Like last week at the Sydney Writers' Festival when he was giving a talk at the Opera House and found his mind wandering off to compose a plot for his new novel; it's as if his body, he says, is physically trapped in a space but his head is somewhere else completely - roaming the creative playground of infinity looking for the next mishap, gag or twist.
The ADD has never been formally diagnosed and he isn't interested in getting treatment; the condition has served him well - people who have it are often very creative, he thinks.

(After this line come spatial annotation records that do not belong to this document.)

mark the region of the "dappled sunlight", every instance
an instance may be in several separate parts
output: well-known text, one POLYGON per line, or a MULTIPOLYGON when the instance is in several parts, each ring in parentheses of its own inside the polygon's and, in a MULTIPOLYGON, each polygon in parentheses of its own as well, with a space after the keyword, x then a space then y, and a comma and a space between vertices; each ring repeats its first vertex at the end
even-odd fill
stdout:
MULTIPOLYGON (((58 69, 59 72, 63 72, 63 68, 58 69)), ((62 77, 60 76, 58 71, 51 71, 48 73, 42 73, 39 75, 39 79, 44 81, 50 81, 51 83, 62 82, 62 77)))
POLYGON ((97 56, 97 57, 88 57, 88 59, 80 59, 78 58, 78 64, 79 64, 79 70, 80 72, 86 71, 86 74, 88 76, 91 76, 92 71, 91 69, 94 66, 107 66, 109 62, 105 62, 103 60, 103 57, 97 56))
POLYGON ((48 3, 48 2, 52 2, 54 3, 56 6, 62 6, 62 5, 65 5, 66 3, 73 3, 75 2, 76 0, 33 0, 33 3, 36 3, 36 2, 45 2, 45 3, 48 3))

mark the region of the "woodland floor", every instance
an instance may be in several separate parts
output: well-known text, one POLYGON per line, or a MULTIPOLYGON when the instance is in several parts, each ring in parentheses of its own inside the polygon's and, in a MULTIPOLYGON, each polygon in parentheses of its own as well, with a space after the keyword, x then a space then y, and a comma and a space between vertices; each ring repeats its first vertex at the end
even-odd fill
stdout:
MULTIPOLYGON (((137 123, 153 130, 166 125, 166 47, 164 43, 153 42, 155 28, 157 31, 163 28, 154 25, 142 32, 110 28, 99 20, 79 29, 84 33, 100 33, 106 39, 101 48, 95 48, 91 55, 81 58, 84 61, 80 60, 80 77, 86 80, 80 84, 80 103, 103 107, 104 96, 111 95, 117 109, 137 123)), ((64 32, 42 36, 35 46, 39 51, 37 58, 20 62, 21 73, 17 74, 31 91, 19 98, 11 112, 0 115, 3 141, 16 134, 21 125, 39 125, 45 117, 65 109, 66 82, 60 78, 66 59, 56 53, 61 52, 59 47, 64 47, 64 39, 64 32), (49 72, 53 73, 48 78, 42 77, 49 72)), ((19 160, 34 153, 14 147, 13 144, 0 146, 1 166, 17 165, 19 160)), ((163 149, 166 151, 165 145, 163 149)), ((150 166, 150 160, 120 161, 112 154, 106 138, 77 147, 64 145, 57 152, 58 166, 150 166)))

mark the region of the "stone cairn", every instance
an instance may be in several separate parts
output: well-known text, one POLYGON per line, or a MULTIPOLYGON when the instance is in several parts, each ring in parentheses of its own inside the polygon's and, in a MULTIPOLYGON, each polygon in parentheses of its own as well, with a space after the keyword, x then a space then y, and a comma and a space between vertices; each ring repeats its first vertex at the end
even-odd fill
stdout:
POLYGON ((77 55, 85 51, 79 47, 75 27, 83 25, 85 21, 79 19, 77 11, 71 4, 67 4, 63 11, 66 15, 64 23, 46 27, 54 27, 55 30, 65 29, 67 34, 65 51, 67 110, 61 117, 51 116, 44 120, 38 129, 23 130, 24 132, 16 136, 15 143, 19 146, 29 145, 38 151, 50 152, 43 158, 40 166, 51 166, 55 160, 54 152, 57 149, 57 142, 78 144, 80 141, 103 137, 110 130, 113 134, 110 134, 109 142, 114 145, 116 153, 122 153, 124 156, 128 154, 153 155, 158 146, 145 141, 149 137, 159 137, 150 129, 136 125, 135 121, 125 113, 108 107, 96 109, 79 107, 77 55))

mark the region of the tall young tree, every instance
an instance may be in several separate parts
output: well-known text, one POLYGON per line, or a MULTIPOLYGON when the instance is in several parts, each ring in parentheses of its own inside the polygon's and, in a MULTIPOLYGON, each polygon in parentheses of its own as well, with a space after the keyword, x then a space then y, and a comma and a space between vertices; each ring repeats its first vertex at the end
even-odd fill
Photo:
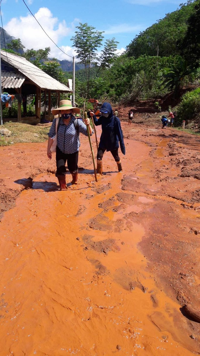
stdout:
POLYGON ((99 61, 100 65, 98 72, 100 68, 106 69, 110 68, 116 58, 116 51, 119 43, 114 37, 106 40, 99 61))
POLYGON ((188 27, 184 38, 179 44, 182 54, 194 68, 200 61, 200 1, 195 2, 193 12, 188 20, 188 27))
POLYGON ((22 44, 20 39, 17 38, 17 40, 12 40, 9 43, 7 43, 7 47, 9 49, 16 51, 17 53, 17 55, 18 56, 19 50, 23 50, 23 48, 25 48, 25 46, 22 44))
POLYGON ((80 59, 80 63, 85 65, 87 87, 87 96, 89 98, 90 88, 90 70, 91 63, 96 59, 97 50, 101 46, 103 32, 96 30, 92 26, 87 23, 79 23, 77 26, 78 31, 76 35, 71 39, 73 41, 73 46, 75 47, 77 52, 77 58, 80 59))

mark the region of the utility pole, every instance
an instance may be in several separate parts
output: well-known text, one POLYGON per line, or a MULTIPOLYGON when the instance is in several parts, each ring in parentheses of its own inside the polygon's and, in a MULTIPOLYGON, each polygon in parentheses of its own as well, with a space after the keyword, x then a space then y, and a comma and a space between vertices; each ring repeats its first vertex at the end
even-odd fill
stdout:
POLYGON ((72 96, 72 106, 75 105, 75 57, 73 57, 73 94, 72 96))
POLYGON ((1 125, 3 125, 3 117, 2 115, 2 104, 1 104, 1 32, 0 32, 0 111, 1 111, 1 125))

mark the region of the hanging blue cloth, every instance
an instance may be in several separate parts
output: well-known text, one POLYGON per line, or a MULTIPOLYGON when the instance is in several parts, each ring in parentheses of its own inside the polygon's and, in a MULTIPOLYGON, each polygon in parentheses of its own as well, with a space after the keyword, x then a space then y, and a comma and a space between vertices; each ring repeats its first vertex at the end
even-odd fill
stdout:
POLYGON ((9 94, 1 94, 1 99, 2 103, 6 103, 8 101, 10 98, 10 95, 9 94))

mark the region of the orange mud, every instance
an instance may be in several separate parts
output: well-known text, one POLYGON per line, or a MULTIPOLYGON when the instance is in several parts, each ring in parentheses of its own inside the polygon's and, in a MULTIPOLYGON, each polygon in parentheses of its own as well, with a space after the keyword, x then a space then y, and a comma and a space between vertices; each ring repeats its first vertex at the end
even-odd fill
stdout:
POLYGON ((45 144, 0 148, 0 356, 200 354, 199 139, 122 127, 123 173, 82 136, 66 192, 45 144))

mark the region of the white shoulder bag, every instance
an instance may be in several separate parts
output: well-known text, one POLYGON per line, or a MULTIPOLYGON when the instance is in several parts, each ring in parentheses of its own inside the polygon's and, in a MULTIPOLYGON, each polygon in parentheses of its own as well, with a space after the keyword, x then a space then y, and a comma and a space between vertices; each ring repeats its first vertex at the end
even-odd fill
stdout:
POLYGON ((50 148, 51 152, 56 152, 56 146, 57 146, 57 129, 58 128, 58 121, 59 121, 59 119, 60 117, 57 117, 56 119, 56 122, 55 123, 55 135, 54 135, 53 137, 52 137, 52 139, 53 140, 53 142, 50 148))

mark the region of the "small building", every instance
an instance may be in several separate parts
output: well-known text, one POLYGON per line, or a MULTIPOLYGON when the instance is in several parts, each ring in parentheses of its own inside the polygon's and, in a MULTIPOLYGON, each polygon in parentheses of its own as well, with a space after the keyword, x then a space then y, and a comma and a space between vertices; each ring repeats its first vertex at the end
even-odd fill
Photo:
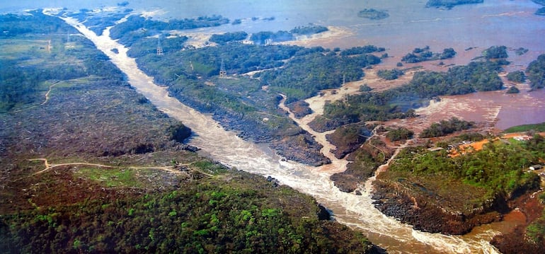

In fact, this is what he tells kids at a school assembly, per the LA Times article:
"I have ADD," he told the crowd. "Does anybody here have ADD? You do? Congratulations. You're going to go far."
How about that!
I am always on the lookout for authors/artists/athletes/actors/other fascinating people to add to my list of successful people with ADHD (thought I saw something about Jimmy Fallon recently too but can't find the article), because it's interesting, and a bit reassuring, to see people who have the disorder but have succeeded spectacularly in spite of it. Or because of it? Either way.
So consider me on the Wimpy Kid bandwagon. We've already started the other book, and I expect will eventually move on to the movies. Not to mention the rest of the books. And kiddo is back to pleading for one more entry every night at book time.
"Hey kiddo," I said the other day at breakfast, "the man who wrote these books has ADHD like you do."
"Cool!" he said.
Yeah, it is.
I like Hank Zipzer. That series is excellent.